On the 24th of February President Zuma set out in a key speech the importance he places on the South African Renewables initiative in helping to catalyse the country’s progress along a green growth path.
In a message to the UN High Level Advisory Panel on Global Sustainability, delivered by the Minister of International Relations and Co-operation, Ms Nkoane-Mashabane, he said:
“And here I would like to pause, and focus for a minute on an ambitious initiative which has the potential of catalysing South Africa’s transition to a greener growth path. I am referring to the South African Renewables Initiative…Our vision is that SARI will act as a vehicle to deliver an integrated industrial, technology and finaning strategy that could unlock South Africa’s green growth potential.
There are multiple challenges in bringing this initiative to fruition. In the early conceptualisation phase, we were faced with two possible approaches. We could either introduce renewables in an ad hoc way, in which it does NOT become part of the broader energy mix, in which there is NO localisation, and in which renewable energy remains on the margins of the South African economy. Or we could be bold and ambitious, and introduce renewable energy in a systematic way, as part of the energy mix, as part of the institutional matrix, and at critical scale so that it delivers industrial development along the value chain. The key challenge, which we are still working on, is to find an innovative solution to financing the incremental costs of renewables, so that we can achieve critical mass with minimum burden on the South African economy and its domestic energy consumers. Our vision is that SARI will act as a vehicle to deliver an integrated industrial, technology and financing strategy that could unlock SA’s green growth potential.
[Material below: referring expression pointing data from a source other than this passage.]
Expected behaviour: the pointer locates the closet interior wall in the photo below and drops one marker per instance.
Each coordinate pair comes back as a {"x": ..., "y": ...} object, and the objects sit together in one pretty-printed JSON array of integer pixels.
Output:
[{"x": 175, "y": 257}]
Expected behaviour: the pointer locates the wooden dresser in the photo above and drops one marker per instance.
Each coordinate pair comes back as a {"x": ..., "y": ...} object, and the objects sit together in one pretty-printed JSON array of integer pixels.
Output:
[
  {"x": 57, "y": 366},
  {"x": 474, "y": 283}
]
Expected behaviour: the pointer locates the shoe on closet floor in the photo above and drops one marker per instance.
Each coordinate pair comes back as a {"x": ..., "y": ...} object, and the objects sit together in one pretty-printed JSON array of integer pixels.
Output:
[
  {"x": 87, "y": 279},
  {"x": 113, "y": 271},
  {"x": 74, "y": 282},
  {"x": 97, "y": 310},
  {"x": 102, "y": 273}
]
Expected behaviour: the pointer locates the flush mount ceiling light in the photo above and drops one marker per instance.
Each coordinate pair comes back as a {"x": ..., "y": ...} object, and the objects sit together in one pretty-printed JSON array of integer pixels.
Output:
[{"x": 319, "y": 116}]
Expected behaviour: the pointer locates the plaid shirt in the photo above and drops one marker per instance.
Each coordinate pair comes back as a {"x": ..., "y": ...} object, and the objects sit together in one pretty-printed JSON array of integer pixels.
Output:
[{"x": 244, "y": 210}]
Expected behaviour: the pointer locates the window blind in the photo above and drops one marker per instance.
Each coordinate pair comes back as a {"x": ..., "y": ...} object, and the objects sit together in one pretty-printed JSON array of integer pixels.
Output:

This is an ambitious programme, and I mention it only because it has raised a number of very practical challenges which I believe are not unique to South Africa, and which are central to the issues that the Panel is addressing. These are challenges which require an economic, technology, financial and institutional analysis to inform the strategic design of any programme or initiative that underpins a transition to a greener and more resource efficient economy.
- An economic analysis must ask the question: what are the economic and industrial benefits at scale, of introducing this programme? The answer must be embedded in national industrial strategy.
- A technology analysis must ask the question: what is the cost and benefit profile of different technologies over time?. And further, what is the optimal technology mix? The answer must be embedded within the national technology policy and strategy.
- A financial analysis must ask the question: what are the incremental cost implications of this technology mix,? And further, how can these costs be reduced, and how can appropriate financing be secured for all stages of the process – from pioneering to fully commercial.
- An institutional analysis must ask the question: What are the potential risks in all phases and dimensions? What institutional arrangements are needed to adjust for, and manage the risk? In addition what institutional arrangements are needed to facilitate the policy and legislative reform that may be needed – and to underpin the technology development process as well as the financial flows.
Excellencies, each of these steps has the potential to be an area of significant policy and institutional reform, and each step has to be conceptualised, developed, and brought to fruition. These are the kinds of challenges that, developing countries in particular are facing in the transition to a lower carbon and more resource efficient economy. And in my view, these are the kinds of practical questions that this Panel should be addressing, drawing on lessons learned from all parts of the world.”